In 1981, Kinmonth founded independent production company Foxtrot Films Ltd to make films celebrating art and culture. Her first film To The Western World with John Huston premiered at the London Film Festival. She then worked as a freelance director for BBC, ITV and MTV, making films including South of Watford with Hugh Laurie in 1986 and a profile of Steven Berkoff for The South Bank Show with Melvyn Bragg, featuring Roman Polanski and Mikhail Baryshnikov.[16] In 1990, she directed the series Naked Hollywood on the motion picture industry, featuring Arnold Schwarzenegger, James Caan, Nora Ephron, Oliver Stone, Terry Gilliam and Harvey Weinstein. The series won her a BAFTA Award for Best Documentary Series.
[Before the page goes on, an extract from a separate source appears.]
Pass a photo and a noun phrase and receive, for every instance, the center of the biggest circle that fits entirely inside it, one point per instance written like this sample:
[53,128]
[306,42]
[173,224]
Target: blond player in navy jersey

After moving into drama in the 1990s, Kinmonth directed episodes of BBC1's Grange Hill, Casualty with Robson Green and Sophie Okonedo, and Eastenders with Ross Kemp and June Brown. She then directed a biography of playwright Simon Gray in The Smoking Diaries, featuring Harold Pinter.[17]
In the 2000s, Kinmonth started to present investigative biographies, including The Strange World of Barry Who? about the lives of Francis Bacon and Rudolph Nureyev. Her film The Secret World of Haute Couture with Karl Lagerfeld and John Galliano explored the world of the elite fashion industry.[7]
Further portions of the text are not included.